Столяров ответил почти сразу.
— Скажи мне, будь так добр, что за номера по алгебре на завтра? — Женя выслушала ответ, вывела цифры. И — чтобы успокоиться окончательно, со смехом объявила: — Представляешь, у меня сейчас глюк был.
— Что за глюк? — донёсся глуховатый голос друга.
— Такое ощущение было, что кто-то в квартире есть, кроме меня. Хотя все ещё не вернулись. Я так испугалась.
Потянулась пауза. Сейчас Столяр поднимет её на смех.
Но он помолчал, а потом неожиданно спросил:
— Хочешь, зайду к тебе? Если ты там одна боишься. Расскажешь о своих видениях.
Женя замялась. Происшествие показалось ей не настолько серьёзным, чтобы выдёргивать Пашку из дома. Тем более он уже пару лет у неё не был.
— Да не, всё в порядке уже. Говорю же, переглючило.
— Ладно тогда. Кладу трубку.
Ударили гудки. Женя выключила телефон, расслабленно улыбнулась. От разговора ей немного полегчало. Призраки — чушь и бред. Нормальный, реальный мир — вот он, достаточно телефонного звонка, чтобы очнуться.
В прихожей зашумели. Повернулся ключ в замке, открылась дверь. Послышался звонкий голосок:
— А ещё мы сегодня журавликов делали. Из бумаги.
Костя. Вернулась мать. Сердце подпрыгнуло — никогда бы Женя не подумала, что может так радоваться появлению родительницы.
— Женя! Ты дома? Помоги мне с сумками!
— Иду!
3
На этот раз она его узнала. Не сразу, а потом, когда вернулось сознание, очнулось от яркой встряски и жара сплетающихся тел.
Он склонился над ней, смотря серьёзно и изучающе.
Вейлир.
Она тоже всматривалась в него.
Взрослый, лет двадцати или двадцати пяти. Над бровью небольшой шрамик. Лицо красивое, почти идеальное — брови вразлёт, чуть прищуренный взгляд, крупный нос с чётко вырезанными ноздрями. Твёрдо сжатые губы. Не парень, а картинка.
Он сел на кровати, потом встал, протянул руку:
— Пойдём.
— Куда? — она уцепилась за протянутую ладонь, позволила вытащить себя из-под одеяла. Как была, обнажённую.

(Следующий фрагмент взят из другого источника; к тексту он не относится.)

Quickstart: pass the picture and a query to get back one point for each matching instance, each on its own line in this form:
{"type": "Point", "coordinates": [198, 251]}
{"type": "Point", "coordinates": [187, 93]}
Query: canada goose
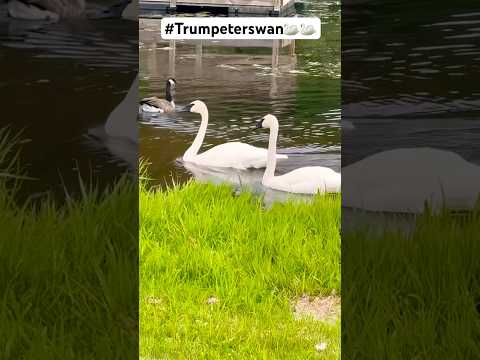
{"type": "Point", "coordinates": [235, 155]}
{"type": "Point", "coordinates": [155, 105]}
{"type": "Point", "coordinates": [307, 29]}
{"type": "Point", "coordinates": [306, 180]}
{"type": "Point", "coordinates": [54, 10]}
{"type": "Point", "coordinates": [404, 180]}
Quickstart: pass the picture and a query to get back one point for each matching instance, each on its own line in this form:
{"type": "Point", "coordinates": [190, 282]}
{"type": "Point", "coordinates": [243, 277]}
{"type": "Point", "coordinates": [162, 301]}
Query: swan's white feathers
{"type": "Point", "coordinates": [233, 155]}
{"type": "Point", "coordinates": [307, 180]}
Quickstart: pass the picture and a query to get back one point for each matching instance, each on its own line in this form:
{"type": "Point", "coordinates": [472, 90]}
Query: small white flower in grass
{"type": "Point", "coordinates": [212, 300]}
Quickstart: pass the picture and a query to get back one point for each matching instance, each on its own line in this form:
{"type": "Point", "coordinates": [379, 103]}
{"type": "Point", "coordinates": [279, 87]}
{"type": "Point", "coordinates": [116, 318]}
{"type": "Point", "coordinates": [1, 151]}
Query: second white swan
{"type": "Point", "coordinates": [235, 155]}
{"type": "Point", "coordinates": [306, 180]}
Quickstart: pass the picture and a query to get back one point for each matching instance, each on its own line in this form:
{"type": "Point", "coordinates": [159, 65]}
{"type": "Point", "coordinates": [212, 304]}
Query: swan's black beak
{"type": "Point", "coordinates": [258, 124]}
{"type": "Point", "coordinates": [186, 108]}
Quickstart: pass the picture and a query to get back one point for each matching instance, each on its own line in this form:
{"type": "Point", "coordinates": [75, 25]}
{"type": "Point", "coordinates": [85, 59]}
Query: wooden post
{"type": "Point", "coordinates": [173, 5]}
{"type": "Point", "coordinates": [198, 58]}
{"type": "Point", "coordinates": [275, 55]}
{"type": "Point", "coordinates": [292, 47]}
{"type": "Point", "coordinates": [171, 58]}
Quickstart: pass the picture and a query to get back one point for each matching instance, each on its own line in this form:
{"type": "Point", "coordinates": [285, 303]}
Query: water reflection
{"type": "Point", "coordinates": [404, 90]}
{"type": "Point", "coordinates": [62, 80]}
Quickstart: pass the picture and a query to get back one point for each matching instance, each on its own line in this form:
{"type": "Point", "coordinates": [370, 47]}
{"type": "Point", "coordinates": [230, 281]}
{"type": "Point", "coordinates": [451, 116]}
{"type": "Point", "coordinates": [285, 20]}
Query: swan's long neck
{"type": "Point", "coordinates": [272, 153]}
{"type": "Point", "coordinates": [169, 95]}
{"type": "Point", "coordinates": [197, 143]}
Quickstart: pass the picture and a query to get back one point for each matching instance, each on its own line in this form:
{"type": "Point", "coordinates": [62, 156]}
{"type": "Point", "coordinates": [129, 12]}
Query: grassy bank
{"type": "Point", "coordinates": [414, 296]}
{"type": "Point", "coordinates": [218, 275]}
{"type": "Point", "coordinates": [68, 279]}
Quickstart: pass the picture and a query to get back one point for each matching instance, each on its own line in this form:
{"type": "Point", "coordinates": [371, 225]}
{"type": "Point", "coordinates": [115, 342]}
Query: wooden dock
{"type": "Point", "coordinates": [153, 8]}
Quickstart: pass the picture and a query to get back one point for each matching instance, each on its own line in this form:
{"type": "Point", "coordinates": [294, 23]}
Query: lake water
{"type": "Point", "coordinates": [241, 82]}
{"type": "Point", "coordinates": [63, 80]}
{"type": "Point", "coordinates": [411, 81]}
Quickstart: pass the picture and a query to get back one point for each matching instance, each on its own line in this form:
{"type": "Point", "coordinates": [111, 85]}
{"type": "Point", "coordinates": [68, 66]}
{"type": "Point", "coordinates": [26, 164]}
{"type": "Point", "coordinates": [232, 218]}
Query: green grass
{"type": "Point", "coordinates": [413, 296]}
{"type": "Point", "coordinates": [68, 273]}
{"type": "Point", "coordinates": [199, 241]}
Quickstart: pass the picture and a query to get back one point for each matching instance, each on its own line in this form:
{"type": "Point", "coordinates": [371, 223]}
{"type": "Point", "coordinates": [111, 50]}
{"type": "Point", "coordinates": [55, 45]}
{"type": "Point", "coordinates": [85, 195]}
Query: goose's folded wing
{"type": "Point", "coordinates": [50, 5]}
{"type": "Point", "coordinates": [154, 101]}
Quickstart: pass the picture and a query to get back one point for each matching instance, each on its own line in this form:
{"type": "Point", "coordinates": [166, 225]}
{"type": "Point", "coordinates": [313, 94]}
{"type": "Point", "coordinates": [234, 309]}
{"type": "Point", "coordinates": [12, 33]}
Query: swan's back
{"type": "Point", "coordinates": [233, 154]}
{"type": "Point", "coordinates": [307, 180]}
{"type": "Point", "coordinates": [402, 180]}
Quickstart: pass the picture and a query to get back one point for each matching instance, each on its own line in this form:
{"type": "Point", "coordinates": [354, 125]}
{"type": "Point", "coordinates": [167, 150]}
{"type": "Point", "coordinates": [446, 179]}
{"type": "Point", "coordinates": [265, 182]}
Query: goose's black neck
{"type": "Point", "coordinates": [168, 92]}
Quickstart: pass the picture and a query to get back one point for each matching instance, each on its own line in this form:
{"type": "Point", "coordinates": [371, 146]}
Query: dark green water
{"type": "Point", "coordinates": [58, 82]}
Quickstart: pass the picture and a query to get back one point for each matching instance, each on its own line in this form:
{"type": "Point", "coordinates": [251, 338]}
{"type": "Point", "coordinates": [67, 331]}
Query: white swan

Не отпуская её пальцев, он подошёл к окну, умело справился с ручками, распахнул створку. Рама отъехала наружу, впуская в комнату холодный ветер.
Она поёжилась.
— Холодно, — прошептала жалобно.
Взгляд его показался недоуменным. Потом чуть смягчился.
— Надень что-нибудь.
Она метнулась к шкафу. Быстро, чтобы не заставлять ждать, сдёрнула с плечиков какое-то платье. Выхватила из ящика трусики, торопливо оделась. Вернулась к нему и удивилась — он тоже был уже одет. Скользнула глазами по светлым брюкам, безрукавке с интересным узором — рассмотреть бы при свете дня. Перевела взгляд на лицо, кивнула:
— Готова.
Он снова предложил ей свою ладонь, она — с сознательной женственностью, чуть кокетливо — вложила пальцы в его руку. И почувствовала вдруг, каким лёгким становится тело, каким невесомым — пол ушёл из-под ног, показалось: падает.
— Ой, — она оказалась прижатой к его плечу. Перед удивлёнными глазами медленно проплыла рама.
Ветер ударил в лицо осенними листьями.
— Ой! — сказала она ещё раз. Обхватила светловолосого Вейлира за шею — похоже, инстинктивно, чтобы не упасть. Босые ноги холодил воздух, ветер играл с подолом платья.
Они летели среди домов. Летели — или плыли? Движение было таким плавным, незаметным, что казалось порой — они застыли, как две мухи в прозрачном янтаре.
От ветра растрепались волосы, щекотали нос. Она выгнулась, как могла, по-прежнему не отпуская Вейлира — и на миг причудилось, что её несут огромные качели. Внизу — на удивление близко — лежала земля.
Полёт продлился недолго — они покружили во дворе, и Вейлир отнёс её назад. Усадил на подоконник, сам остался снаружи. Поставил руки на раму, посмотрел задумчивыми каре-зелёными глазами. Поцеловал на прощание и ушёл — растворился в прозрачном воздухе.